# DirtRally-Rally Cross ist erschienen



## Batze (4. August 2015)

So es ist soweit. 
Codemasters hat ein neues Update zu Dirt Rally gebracht und hält sich bestens an seine Timeline.

Rally Cross ist da.




			Dieser Inhalt steht nur eingeloggten Mitgliedern zur Verfügung.
        



Es gibt 2 neue Strecken dazu. Höljes in Schweden und Lydden Hill in England.

Dazu kommen 3 neue Autos für Rally Cross.
Ford Fiesta VW Polo und Peugeot 208WRX




			Dieser Inhalt steht nur eingeloggten Mitgliedern zur Verfügung.
        



Gut das ich gerade noch so viel Kleingeld habe um mir einen der neuen Flitzer zu holen.

Wer keine Kohle hat, wie üblich kann man das ganze auch im Test Modus/Individuelles Event anfahren.

Viel Spass



PS: Gleichzeitig wurde der Preis, wie schon im Vorfeld gesagt wurde, angehoben. Das Spiel kostet nun 41,99€ und pendelt sich so langsam dem Endverkaufspreis ein.
Wer also jetzt noch schnell in die Early Asses eintreten will sollte diverse Key Shops besuchen. Da ist es noch teilweise für um die 27€ zu haben.


----------



## Herbboy (4. August 2015)

Wie fährt es sich denn? Lenkrad Pflicht? Wann ist der "richtige" Release?


----------



## golani79 (4. August 2015)

Finde, es geht eigentlich auch mit dem Gamepad ganz ordentlich zu steuern.

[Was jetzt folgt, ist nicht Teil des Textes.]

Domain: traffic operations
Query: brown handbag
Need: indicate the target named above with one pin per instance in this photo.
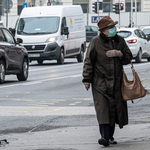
(132, 89)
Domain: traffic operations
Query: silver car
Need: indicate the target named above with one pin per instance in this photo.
(137, 41)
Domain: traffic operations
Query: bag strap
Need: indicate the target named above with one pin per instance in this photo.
(132, 67)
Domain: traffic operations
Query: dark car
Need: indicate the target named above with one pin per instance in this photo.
(91, 31)
(13, 56)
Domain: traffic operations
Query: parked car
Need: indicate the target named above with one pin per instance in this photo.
(146, 30)
(13, 57)
(137, 41)
(91, 31)
(52, 33)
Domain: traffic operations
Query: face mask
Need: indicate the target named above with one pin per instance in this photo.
(112, 32)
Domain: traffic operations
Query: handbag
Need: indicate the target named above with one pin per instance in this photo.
(132, 89)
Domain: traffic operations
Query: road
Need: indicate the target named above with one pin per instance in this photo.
(54, 97)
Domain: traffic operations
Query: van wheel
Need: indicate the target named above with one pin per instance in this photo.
(2, 71)
(148, 59)
(40, 62)
(80, 57)
(24, 73)
(61, 58)
(139, 57)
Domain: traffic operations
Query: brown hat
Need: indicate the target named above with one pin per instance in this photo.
(105, 22)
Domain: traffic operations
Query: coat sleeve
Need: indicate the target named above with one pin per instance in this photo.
(127, 55)
(89, 63)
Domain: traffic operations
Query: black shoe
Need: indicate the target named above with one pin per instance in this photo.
(112, 141)
(104, 142)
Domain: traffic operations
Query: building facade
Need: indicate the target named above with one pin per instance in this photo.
(142, 5)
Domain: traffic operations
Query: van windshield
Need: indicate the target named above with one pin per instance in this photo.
(38, 25)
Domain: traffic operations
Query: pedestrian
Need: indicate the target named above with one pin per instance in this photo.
(105, 57)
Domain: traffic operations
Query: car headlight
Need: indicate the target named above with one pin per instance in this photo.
(53, 39)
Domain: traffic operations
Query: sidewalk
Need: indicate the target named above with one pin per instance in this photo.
(131, 137)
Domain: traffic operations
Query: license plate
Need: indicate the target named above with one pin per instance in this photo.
(34, 55)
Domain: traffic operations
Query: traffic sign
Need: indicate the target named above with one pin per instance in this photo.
(25, 5)
(95, 19)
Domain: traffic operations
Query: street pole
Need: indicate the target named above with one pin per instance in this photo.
(7, 13)
(135, 12)
(119, 13)
(40, 3)
(98, 8)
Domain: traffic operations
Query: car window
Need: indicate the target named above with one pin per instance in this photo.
(124, 34)
(2, 38)
(8, 36)
(88, 28)
(137, 33)
(95, 29)
(146, 31)
(142, 34)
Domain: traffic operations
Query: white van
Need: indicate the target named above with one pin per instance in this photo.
(52, 32)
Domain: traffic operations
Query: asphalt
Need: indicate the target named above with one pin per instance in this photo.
(132, 136)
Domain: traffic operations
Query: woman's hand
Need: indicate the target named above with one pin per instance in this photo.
(87, 85)
(114, 53)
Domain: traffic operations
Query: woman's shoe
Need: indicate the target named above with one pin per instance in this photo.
(112, 141)
(103, 142)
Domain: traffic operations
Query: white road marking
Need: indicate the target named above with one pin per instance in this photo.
(55, 67)
(45, 111)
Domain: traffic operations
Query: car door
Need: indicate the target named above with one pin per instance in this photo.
(11, 51)
(91, 32)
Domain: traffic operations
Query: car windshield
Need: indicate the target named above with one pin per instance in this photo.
(146, 31)
(38, 25)
(124, 34)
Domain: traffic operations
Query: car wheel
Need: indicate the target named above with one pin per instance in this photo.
(61, 58)
(139, 57)
(2, 71)
(24, 73)
(40, 62)
(80, 57)
(148, 59)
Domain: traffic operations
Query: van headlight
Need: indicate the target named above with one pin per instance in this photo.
(50, 40)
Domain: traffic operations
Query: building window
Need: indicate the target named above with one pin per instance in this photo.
(107, 5)
(84, 8)
(128, 6)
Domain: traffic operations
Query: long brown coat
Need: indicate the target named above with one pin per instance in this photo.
(105, 74)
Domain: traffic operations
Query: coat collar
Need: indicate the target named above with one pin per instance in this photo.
(105, 39)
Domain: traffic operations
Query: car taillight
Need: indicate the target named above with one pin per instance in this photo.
(132, 41)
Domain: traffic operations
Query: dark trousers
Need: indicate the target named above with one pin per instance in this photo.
(106, 131)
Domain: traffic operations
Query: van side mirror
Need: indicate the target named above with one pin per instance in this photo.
(13, 31)
(65, 31)
(18, 41)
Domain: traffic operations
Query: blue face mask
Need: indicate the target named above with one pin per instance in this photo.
(112, 32)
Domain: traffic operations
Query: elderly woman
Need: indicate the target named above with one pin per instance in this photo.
(106, 55)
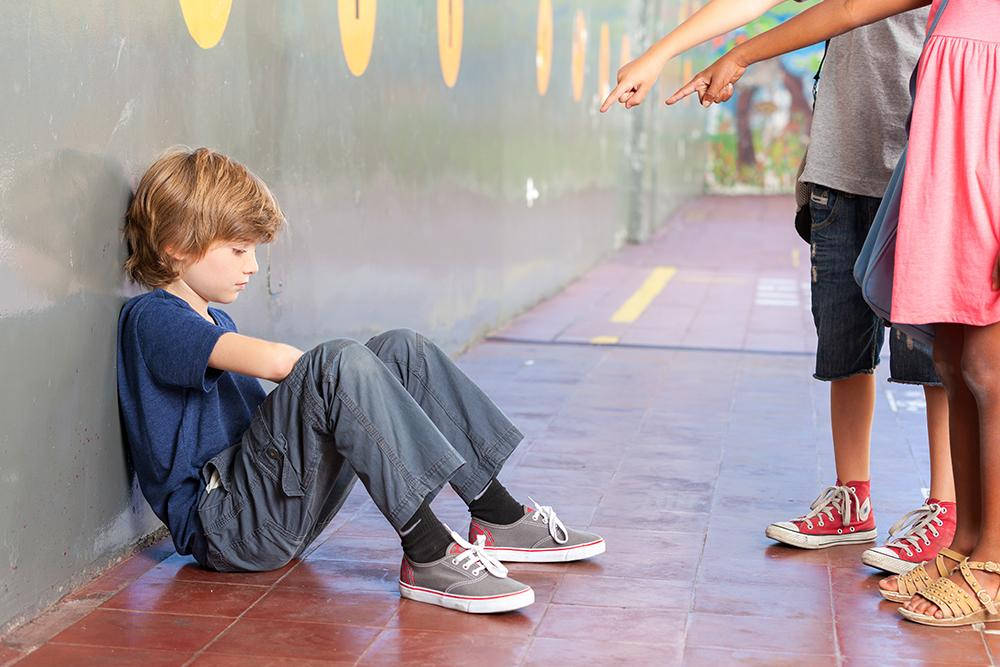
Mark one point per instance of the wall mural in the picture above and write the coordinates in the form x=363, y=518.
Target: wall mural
x=757, y=139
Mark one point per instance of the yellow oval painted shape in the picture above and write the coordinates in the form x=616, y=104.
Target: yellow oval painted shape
x=579, y=54
x=543, y=48
x=625, y=56
x=357, y=32
x=604, y=63
x=206, y=20
x=450, y=14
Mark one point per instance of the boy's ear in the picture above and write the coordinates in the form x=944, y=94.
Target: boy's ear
x=172, y=253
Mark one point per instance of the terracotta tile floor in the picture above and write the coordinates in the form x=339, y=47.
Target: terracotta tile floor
x=679, y=443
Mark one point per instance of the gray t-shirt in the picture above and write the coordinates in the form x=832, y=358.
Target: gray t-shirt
x=858, y=128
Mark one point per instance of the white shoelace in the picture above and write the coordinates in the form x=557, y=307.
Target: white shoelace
x=548, y=516
x=840, y=498
x=475, y=557
x=911, y=530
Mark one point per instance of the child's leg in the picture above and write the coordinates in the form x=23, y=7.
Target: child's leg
x=950, y=348
x=922, y=533
x=481, y=433
x=950, y=345
x=339, y=413
x=852, y=408
x=849, y=337
x=930, y=528
x=476, y=428
x=942, y=476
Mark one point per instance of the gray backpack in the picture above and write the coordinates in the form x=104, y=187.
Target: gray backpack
x=874, y=269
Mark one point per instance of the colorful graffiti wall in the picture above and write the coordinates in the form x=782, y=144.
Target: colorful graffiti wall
x=757, y=139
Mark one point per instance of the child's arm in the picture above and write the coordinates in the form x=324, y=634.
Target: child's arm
x=716, y=18
x=253, y=356
x=821, y=22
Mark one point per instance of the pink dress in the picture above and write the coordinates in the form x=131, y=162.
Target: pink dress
x=949, y=218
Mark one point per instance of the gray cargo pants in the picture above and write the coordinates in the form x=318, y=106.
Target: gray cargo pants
x=396, y=413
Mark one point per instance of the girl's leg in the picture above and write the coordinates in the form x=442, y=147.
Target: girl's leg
x=942, y=476
x=975, y=417
x=963, y=434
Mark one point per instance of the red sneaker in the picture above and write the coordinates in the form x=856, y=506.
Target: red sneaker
x=915, y=538
x=842, y=514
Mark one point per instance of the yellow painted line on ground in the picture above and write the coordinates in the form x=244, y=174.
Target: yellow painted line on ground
x=638, y=302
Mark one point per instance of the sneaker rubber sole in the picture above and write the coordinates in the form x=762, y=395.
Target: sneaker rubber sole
x=886, y=563
x=553, y=555
x=803, y=541
x=469, y=604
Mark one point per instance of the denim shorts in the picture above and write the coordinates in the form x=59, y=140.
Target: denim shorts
x=850, y=335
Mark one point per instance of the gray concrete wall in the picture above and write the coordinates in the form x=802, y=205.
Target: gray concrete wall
x=411, y=203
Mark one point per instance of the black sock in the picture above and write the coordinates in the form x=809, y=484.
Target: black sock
x=495, y=505
x=424, y=537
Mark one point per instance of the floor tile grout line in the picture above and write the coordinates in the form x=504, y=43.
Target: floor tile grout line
x=986, y=645
x=371, y=643
x=647, y=346
x=242, y=614
x=833, y=615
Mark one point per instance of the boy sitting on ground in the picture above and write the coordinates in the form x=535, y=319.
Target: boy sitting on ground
x=246, y=481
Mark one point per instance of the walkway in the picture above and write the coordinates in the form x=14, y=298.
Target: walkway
x=668, y=403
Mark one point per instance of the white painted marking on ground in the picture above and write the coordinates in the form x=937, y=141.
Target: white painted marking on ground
x=777, y=292
x=910, y=400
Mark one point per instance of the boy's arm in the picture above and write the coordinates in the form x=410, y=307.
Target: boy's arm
x=253, y=356
x=821, y=22
x=716, y=18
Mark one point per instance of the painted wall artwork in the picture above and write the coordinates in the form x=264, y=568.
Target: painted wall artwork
x=757, y=139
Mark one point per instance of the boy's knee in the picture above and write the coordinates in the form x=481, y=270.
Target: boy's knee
x=398, y=340
x=331, y=348
x=340, y=354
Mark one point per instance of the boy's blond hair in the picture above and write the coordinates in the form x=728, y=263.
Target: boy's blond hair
x=187, y=200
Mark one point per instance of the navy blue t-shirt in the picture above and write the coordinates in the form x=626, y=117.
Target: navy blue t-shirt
x=177, y=412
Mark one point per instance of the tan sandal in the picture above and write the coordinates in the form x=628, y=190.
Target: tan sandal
x=910, y=583
x=957, y=606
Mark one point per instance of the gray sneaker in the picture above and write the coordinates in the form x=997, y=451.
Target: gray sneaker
x=466, y=579
x=538, y=537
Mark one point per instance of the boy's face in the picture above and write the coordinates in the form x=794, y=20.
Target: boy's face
x=223, y=272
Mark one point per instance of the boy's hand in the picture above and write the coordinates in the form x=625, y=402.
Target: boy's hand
x=634, y=81
x=716, y=83
x=253, y=356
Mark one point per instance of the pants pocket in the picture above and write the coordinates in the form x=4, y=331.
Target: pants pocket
x=272, y=455
x=822, y=206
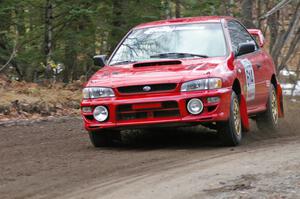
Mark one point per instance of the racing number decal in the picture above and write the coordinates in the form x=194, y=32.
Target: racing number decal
x=250, y=80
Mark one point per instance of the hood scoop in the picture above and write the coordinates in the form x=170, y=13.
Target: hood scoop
x=158, y=63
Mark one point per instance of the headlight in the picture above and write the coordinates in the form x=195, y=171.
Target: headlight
x=202, y=84
x=97, y=92
x=100, y=113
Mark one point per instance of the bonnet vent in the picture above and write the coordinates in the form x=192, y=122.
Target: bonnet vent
x=157, y=63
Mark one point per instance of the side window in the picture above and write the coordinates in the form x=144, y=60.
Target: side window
x=238, y=35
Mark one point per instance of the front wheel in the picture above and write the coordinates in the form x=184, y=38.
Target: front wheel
x=268, y=120
x=231, y=131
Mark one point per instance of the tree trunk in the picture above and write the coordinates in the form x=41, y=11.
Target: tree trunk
x=247, y=17
x=48, y=37
x=177, y=9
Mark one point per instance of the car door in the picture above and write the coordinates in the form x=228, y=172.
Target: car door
x=251, y=64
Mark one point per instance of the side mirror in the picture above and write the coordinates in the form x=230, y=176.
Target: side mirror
x=258, y=34
x=245, y=48
x=99, y=60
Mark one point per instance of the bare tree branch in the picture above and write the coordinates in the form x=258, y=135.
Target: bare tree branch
x=277, y=7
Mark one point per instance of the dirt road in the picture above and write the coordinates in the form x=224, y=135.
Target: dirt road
x=55, y=160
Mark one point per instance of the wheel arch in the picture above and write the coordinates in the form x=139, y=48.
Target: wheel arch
x=236, y=87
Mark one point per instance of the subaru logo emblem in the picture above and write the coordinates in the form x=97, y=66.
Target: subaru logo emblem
x=146, y=88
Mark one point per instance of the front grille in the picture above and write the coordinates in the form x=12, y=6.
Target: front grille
x=141, y=88
x=167, y=109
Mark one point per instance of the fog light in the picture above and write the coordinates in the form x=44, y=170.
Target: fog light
x=195, y=106
x=213, y=99
x=87, y=109
x=100, y=113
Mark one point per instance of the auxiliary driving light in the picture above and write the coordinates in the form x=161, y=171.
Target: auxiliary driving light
x=195, y=106
x=100, y=113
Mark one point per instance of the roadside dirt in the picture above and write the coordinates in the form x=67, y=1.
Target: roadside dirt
x=54, y=159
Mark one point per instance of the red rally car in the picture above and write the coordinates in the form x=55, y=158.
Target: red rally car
x=187, y=71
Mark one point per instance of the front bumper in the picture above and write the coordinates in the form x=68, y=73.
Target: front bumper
x=212, y=112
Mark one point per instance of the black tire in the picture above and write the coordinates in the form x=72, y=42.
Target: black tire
x=103, y=138
x=268, y=120
x=230, y=131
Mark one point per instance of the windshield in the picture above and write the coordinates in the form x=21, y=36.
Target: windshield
x=174, y=41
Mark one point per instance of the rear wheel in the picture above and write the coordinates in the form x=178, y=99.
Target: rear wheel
x=102, y=138
x=231, y=131
x=268, y=120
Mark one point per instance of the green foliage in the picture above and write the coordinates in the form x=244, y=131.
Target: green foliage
x=79, y=30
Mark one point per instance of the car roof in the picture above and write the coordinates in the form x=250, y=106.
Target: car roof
x=183, y=21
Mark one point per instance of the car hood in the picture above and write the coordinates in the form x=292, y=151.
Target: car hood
x=127, y=75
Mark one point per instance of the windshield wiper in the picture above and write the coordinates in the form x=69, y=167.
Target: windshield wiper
x=123, y=62
x=177, y=55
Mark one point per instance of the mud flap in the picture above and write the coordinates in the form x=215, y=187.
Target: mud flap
x=279, y=101
x=244, y=114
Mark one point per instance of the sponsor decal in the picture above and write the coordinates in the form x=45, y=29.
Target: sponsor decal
x=250, y=80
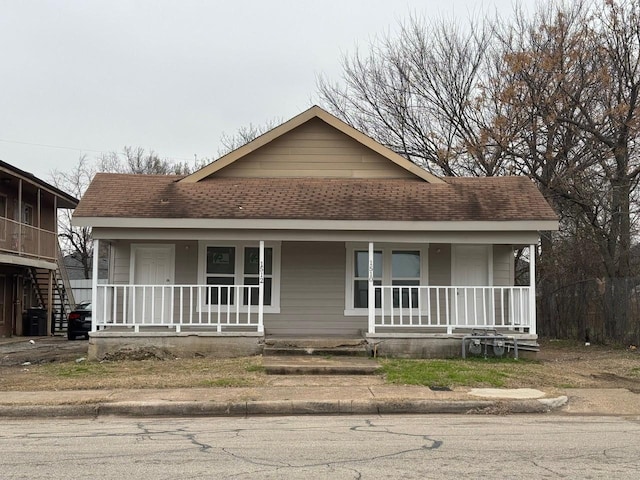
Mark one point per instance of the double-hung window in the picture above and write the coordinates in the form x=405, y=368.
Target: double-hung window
x=401, y=266
x=232, y=273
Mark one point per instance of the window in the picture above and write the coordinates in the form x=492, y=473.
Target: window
x=27, y=214
x=401, y=266
x=405, y=272
x=226, y=265
x=3, y=217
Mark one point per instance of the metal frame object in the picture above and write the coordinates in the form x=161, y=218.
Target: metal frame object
x=490, y=337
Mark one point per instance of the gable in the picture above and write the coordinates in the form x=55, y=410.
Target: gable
x=314, y=149
x=312, y=115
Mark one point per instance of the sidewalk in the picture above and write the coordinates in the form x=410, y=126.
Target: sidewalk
x=299, y=394
x=273, y=400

Die Timeline auf der Website geht momentan bis November 2015 - weiß aber nicht, ob das dann der finale Release ist, weil da noch Content angegeben wird als Milestone.


----------



## Batze (4. August 2015)

Herbboy schrieb:


> Wie fährt es sich denn? Lenkrad Pflicht? Wann ist der "richtige" Release?



Also Lenkrad ist schon von Vorteil. Aber um den Spielspass zu haben keine Pflicht. Mit Pad lässt es sich auch gut steuern, wenn du mit Pad gut umgehen kannst.
Denn selbst mit Lenkrad wirst du selten mal ein Rennen gewinnen, ganz zu schweigen von einem ganzem Event.
Das Spiel ist nämlich nichts für Arcade Pisten Spieler. Das sei mal gesagt. Es ist schwer, teilweise sogar verdammt schwer.
Aber es macht riesen Fun.
Das Cross Modul jetzt, also da kann man aber schon ziemlichen Boden gut machen. Man muss aber aufpassen, die Jungs rempeln nämlich ganz gut. 
Und als nächstes kommt ja der PvP Modus, wo man dann gegen menschliche Spieler im Cross Duell antreten kann. Das wird lustig.


----------



## Herbboy (4. August 2015)

Batze schrieb:


> Also Lenkrad ist schon von Vorteil. Aber um den Spielspass zu haben keine Pflicht. Mit Pad lässt es sich auch gut steuern, wenn du mit Pad gut umgehen kannst.
> Denn selbst mit Lenkrad wirst du selten mal ein Rennen gewinnen, ganz zu schweigen von einem ganzem Event.


 meinst du jetzt vs KI oder im Multiplayer? ^^   Bei KI hoff ich mal, dass bei Release es dann auch einen leichteren Modus gibt, sonst macht das ja keinen Spaß    Bei zB Colin Mc Rae 1 bis 3 hab ich immer ganz gut mitgehalten je nach Schwierigkeitsgrad. 

thx auch @Golani


----------



## Batze (4. August 2015)

Ich meine momentan gegen die KI.
Also man gewinnt schon mal das ein oder andere Rennen, aber nur wenn man sich ordentlich anstrengt.

Du kannst dich aber bei einer Liga anmelden, da fährst du dann die Strecken gegen Mitspieler auf/gegen Zeit.


Jetzt im Cross Modus in Leicht fährst du denen aber ganz gut weg, bissel Streckenübung, hier und da ein kleiner schubser und die sehen von dir nur Staub.

Mal sehen wie ich mich nachher im nächsten Schwierigkeitsgrad mache um dann mal in die FIA World Rallycross aufsteigen. Mal sehen was da abgeht.


----------